RecovinylThe latest audited figures show that end-of-life windows and profiles comprised 25,480 tonnes of the total 48,544 tonnes of waste PVC recycled in 2011
In February 2013 it was announced more than one million PVC-U post-consumer window frames are being recycled in the UK every year through Recovinyl, the PVC industry’s recycling scheme. Project Manager Jane Gardner of Axion Consulting, Recovinyl’s UK agents, explains further.
PVC-U is proving its ‘green’ credentials as the recycling infrastructure continues to develop in the UK and more manufacturers realise the environmental and cost-saving benefits of incorporating recycled content in new products.
The latest audited figures show that end-of-life windows and profiles comprised 25,480 tonnes (52 percent) of the total 48,544 tonnes of waste PVC recycled in 2011. Other materials collected and recycled through the Recovinyl programme included pipes and fittings, cables, flexible PVC and rigid PVC films. New verified data for 2012 is expected in April.
Recovinyl estimates that this windows and profiles fraction, which doesn’t include doors, would equate to roughly 1.25 million frames or enough replacement windows for around 122,000 houses and flats – almost as many as the 137,000 new dwellings built in the UK throughout 2011.
The assumption is based on the weight of an average PVC-U window frame and taking out 5,000 of the 25,480 tonnes that would include other waste PVC building products from refurbishments, such as roofline, cladding, window boards and ducting.
These figures are an impressive achievement and clearly demonstrate the sustainability credentials of PVC as a building material that can be easily recycled and re-used, as well as the on-going industry commitment to more sustainable practices.
Thanks to the real efforts being made to collect these waste frames and the infrastructure now in place to recycle them, waste PVC-U can be diverted from landfill and successfully turned back into useful new products.
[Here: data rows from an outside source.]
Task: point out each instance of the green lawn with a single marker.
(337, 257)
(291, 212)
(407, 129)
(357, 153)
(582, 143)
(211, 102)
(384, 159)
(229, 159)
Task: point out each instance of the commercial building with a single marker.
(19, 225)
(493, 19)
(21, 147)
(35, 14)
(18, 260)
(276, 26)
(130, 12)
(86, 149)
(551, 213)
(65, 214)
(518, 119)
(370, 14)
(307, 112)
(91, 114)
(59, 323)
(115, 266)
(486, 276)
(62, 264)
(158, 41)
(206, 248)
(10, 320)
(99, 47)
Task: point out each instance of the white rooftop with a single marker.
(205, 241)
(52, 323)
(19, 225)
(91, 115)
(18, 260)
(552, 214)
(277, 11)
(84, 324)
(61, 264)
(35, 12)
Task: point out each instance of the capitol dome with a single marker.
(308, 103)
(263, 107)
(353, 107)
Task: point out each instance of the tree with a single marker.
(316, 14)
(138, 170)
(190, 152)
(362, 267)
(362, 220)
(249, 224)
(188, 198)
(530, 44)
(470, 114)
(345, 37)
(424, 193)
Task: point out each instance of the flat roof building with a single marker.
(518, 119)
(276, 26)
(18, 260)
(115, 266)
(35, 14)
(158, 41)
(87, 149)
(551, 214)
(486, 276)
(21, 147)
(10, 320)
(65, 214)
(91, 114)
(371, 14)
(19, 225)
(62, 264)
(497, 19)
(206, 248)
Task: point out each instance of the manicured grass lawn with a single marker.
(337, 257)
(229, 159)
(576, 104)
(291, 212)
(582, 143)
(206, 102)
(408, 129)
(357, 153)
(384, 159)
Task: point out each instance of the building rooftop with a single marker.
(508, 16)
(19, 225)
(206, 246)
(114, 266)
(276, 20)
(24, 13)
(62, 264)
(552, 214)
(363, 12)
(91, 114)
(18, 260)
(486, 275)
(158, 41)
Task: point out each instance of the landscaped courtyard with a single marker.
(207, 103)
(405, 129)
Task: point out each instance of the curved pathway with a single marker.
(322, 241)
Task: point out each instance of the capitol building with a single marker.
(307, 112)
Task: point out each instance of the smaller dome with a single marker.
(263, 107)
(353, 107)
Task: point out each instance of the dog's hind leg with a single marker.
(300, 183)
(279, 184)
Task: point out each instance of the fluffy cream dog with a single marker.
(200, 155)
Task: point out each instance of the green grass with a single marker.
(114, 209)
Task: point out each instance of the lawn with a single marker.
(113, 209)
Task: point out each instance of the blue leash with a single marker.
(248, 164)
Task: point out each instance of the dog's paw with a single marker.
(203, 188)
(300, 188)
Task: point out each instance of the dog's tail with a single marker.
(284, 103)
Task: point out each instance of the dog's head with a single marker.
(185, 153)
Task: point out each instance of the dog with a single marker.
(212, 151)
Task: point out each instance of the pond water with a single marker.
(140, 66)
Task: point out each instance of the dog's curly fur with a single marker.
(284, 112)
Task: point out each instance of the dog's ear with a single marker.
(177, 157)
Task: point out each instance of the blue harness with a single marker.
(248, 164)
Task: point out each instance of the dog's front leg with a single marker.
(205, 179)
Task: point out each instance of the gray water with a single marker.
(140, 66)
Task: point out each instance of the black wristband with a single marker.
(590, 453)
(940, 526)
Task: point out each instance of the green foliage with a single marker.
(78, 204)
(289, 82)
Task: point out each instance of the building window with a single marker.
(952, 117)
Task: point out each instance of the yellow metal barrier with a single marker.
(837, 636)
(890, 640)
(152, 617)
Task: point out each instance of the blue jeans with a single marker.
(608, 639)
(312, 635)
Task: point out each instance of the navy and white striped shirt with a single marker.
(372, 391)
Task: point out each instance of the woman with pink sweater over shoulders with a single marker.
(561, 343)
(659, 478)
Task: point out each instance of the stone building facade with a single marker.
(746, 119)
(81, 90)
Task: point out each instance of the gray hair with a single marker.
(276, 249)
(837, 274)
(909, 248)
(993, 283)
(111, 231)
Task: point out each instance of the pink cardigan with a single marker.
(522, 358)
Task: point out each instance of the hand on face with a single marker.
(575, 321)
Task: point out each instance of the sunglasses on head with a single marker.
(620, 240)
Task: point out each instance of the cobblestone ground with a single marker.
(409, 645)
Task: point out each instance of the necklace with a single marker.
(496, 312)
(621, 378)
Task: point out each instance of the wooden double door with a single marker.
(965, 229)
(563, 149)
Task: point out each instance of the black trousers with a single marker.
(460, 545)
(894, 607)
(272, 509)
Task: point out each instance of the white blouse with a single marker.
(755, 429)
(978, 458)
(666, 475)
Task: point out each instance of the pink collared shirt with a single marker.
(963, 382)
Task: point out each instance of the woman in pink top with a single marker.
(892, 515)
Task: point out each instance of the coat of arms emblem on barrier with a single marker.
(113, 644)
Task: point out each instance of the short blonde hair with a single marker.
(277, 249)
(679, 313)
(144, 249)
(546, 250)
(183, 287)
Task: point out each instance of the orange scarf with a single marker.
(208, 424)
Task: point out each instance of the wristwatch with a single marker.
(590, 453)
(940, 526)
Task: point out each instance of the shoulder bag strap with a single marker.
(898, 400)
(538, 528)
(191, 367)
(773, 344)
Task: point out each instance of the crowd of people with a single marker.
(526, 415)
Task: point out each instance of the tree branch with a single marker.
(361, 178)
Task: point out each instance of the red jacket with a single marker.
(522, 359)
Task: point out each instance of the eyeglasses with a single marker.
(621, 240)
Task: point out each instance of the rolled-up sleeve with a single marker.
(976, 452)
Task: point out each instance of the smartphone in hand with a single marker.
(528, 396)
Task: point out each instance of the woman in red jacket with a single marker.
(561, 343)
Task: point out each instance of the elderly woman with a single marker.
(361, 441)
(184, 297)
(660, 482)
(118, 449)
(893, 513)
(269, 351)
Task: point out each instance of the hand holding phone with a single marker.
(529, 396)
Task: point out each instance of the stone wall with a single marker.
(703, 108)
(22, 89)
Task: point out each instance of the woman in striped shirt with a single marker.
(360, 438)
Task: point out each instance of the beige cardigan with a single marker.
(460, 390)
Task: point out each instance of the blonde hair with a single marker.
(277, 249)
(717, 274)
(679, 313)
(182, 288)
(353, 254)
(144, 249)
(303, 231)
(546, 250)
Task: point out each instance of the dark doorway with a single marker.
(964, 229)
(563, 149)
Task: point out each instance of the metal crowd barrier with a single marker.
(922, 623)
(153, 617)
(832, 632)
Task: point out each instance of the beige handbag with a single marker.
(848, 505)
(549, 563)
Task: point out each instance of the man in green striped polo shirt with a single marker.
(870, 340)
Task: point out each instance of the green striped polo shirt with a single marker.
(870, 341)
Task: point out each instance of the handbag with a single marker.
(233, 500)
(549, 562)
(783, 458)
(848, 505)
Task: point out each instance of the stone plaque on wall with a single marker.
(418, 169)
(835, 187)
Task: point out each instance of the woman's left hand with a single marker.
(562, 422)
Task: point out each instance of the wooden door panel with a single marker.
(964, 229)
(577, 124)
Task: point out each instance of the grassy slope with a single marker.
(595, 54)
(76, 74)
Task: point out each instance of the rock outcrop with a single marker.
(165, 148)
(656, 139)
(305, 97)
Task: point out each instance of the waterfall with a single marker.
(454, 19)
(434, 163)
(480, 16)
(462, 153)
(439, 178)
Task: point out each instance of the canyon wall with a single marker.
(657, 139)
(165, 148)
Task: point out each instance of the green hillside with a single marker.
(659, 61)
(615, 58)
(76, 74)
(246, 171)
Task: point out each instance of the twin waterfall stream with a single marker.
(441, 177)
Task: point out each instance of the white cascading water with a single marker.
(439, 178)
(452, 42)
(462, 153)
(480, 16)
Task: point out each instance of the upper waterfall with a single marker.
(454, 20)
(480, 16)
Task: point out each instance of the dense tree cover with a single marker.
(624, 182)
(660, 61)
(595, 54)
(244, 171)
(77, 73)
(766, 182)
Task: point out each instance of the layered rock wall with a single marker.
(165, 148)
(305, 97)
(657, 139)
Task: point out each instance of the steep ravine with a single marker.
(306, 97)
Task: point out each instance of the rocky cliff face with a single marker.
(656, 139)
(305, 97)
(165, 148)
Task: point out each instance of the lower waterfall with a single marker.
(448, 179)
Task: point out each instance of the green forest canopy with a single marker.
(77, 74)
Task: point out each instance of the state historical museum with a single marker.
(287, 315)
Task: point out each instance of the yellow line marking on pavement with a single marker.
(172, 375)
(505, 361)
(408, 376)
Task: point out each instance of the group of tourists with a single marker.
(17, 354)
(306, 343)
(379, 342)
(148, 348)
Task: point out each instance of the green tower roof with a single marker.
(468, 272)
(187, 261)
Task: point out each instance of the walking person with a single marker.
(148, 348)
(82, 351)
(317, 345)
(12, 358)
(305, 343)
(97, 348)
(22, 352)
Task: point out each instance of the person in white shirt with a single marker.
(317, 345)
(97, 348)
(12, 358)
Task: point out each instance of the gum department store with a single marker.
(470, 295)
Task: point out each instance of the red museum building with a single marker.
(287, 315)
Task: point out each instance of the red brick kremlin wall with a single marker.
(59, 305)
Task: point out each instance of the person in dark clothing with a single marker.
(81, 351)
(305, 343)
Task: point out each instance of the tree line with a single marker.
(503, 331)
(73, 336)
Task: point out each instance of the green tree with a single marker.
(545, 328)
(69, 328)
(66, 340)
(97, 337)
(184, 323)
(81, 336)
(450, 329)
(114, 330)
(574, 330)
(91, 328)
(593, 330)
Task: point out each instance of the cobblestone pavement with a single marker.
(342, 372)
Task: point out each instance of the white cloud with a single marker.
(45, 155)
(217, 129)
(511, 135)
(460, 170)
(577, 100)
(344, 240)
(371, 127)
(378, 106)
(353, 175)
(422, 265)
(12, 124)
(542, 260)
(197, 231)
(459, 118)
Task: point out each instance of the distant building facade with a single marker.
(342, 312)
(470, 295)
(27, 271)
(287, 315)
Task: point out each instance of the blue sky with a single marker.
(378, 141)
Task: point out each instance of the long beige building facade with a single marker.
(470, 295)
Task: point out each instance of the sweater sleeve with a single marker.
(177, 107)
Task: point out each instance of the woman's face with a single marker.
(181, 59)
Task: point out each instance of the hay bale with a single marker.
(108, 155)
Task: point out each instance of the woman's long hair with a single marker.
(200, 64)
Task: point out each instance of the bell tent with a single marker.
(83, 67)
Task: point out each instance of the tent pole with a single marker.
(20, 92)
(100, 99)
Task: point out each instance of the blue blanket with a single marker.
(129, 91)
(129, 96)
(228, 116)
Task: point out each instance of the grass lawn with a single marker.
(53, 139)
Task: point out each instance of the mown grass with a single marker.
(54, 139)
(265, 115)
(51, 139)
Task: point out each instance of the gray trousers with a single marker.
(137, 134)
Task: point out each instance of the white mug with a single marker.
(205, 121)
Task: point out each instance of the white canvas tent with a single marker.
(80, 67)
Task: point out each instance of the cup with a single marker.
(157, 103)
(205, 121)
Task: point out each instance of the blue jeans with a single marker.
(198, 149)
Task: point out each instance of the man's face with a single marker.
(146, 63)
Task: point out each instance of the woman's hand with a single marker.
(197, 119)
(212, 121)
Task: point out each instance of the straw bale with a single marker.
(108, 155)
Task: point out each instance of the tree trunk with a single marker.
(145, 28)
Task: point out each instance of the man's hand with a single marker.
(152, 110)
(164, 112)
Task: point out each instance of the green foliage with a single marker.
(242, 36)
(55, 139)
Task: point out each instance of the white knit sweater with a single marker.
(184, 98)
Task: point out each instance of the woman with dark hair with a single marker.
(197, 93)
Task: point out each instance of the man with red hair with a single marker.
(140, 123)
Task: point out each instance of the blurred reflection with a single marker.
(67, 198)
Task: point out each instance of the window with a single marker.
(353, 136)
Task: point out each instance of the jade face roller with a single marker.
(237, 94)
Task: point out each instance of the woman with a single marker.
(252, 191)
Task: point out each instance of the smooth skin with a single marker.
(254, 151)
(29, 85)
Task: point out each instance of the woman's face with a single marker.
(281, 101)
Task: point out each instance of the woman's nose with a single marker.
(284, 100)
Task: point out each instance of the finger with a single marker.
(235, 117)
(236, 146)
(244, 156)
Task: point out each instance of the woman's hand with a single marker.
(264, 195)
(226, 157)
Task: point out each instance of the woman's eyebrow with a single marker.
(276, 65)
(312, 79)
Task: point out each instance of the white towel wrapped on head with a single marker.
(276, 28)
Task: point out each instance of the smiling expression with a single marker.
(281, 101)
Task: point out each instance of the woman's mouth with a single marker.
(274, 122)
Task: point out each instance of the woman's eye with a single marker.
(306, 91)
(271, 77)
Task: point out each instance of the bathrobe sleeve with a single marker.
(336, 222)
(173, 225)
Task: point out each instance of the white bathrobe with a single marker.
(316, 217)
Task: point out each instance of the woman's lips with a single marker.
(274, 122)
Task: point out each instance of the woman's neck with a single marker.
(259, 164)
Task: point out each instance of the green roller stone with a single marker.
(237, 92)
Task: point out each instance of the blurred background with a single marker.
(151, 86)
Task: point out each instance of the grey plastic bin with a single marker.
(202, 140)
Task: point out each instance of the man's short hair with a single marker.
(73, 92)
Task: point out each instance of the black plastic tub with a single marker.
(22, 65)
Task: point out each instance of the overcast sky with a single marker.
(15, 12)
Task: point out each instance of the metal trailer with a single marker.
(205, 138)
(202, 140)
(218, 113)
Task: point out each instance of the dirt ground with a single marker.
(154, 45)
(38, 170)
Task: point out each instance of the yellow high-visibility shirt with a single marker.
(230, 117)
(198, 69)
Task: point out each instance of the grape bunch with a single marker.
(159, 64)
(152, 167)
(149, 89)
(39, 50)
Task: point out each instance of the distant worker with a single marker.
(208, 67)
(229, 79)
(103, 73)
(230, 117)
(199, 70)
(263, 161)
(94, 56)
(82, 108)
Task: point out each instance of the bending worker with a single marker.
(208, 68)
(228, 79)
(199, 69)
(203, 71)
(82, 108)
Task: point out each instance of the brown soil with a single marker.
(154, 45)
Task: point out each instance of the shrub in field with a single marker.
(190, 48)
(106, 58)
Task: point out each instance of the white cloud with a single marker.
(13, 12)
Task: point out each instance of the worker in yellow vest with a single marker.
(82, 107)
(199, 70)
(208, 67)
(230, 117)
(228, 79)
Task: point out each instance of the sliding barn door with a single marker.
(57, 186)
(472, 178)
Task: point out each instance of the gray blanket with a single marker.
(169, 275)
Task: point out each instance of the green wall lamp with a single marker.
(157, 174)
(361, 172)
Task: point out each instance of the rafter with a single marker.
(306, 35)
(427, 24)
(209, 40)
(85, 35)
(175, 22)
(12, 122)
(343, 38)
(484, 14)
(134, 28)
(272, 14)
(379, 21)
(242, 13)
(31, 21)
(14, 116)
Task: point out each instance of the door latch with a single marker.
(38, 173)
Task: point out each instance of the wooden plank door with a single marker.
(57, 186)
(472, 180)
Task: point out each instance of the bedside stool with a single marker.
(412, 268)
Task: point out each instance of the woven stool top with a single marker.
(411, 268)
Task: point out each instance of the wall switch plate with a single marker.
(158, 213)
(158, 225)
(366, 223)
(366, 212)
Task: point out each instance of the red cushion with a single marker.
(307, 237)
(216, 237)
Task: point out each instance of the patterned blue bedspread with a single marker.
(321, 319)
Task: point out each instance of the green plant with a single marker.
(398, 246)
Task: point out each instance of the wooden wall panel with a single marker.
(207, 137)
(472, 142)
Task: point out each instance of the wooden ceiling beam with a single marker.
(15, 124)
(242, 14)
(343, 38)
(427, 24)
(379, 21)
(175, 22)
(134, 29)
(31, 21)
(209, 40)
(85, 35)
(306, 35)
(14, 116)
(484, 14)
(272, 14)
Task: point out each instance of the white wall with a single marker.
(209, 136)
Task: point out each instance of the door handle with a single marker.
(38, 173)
Other examples of broad industry progress in PVC-U window recycling are documented in the British Plastics Federation's publication 'PVC-U Windows Recycling in Action - Some Case Studies’.
Jason Leadbitter, Chairman of the VinylPlus Controlled Loop Committee, said: “Importantly we are not claiming that all of the one million window frames are being manufactured into new window frames, but we are claiming that more than one million window frames are being recycled into second life products for long-term use in the construction industry, including new windows.”
Godfrey Arnold, of PVC market research company D & G Consulting, acknowledged the figure as a ‘conservative estimate’, adding: “Nonetheless, these statistics present a very positive picture of the PVC industry’s recycling success. Given the growing demand for recycled content in new PVC products, we can only expect these volumes to rise in the future.”
Increasing use of recycled PVC-U content in a variety of new building products, from cladding and roofline products to reinforcement for PVC-U windows, and the growth of new end markets has contributed to Recovinyl’s continued success since the scheme’s 2005 launch in the UK.
“This recycling record adds considerable strength to the role of PVC windows in sustainable construction,” commented Philip Law, Public and Industrial Affairs Director at the British Plastics Federation. “The numbers are truly outstanding considering the long-life of PVC windows, the rate at which they enter the waste stream and the flat market conditions in the construction sector.”
Recovinyl remains at the heart of the PVC industry’s drive for greater sustainability and to encourage more companies to recycle, rather than landfill, their PVC-U waste with associated economic and environmental benefits.
Commenting on the outlook for 2013, Ian Murray, Managing Director of PVC Recycling, an independent PVC recycler, said: “This year we are encouraged by orders and intent from UK manufacturers as opposed to the European market, which has been successfully using PVC in all manner of products for some considerable time.”
He added: “The cost and quality advantages in the recycled material is key as manufacturers are under pressure to deliver savings in a market place where trading is still very tough. However we believe that our status as an independent recycler will be attractive to potential customers and we look forward to developing further UK sales this year.”
As the PVC industry’s recycling scheme, Recovinyl is also an initiative of VinylPlus, the ten-year Voluntary Commitment of the European PVC industry, which is tackling the sustainability challenges for PVC and delivery of fresh recycling targets to 2020. These targets include 800,000 tonnes to be re-used in all European countries by 2020 - with 700,000 tonnes mechanically recycled and the rest using new technologies for more difficult-to-recycle or contaminated PVC.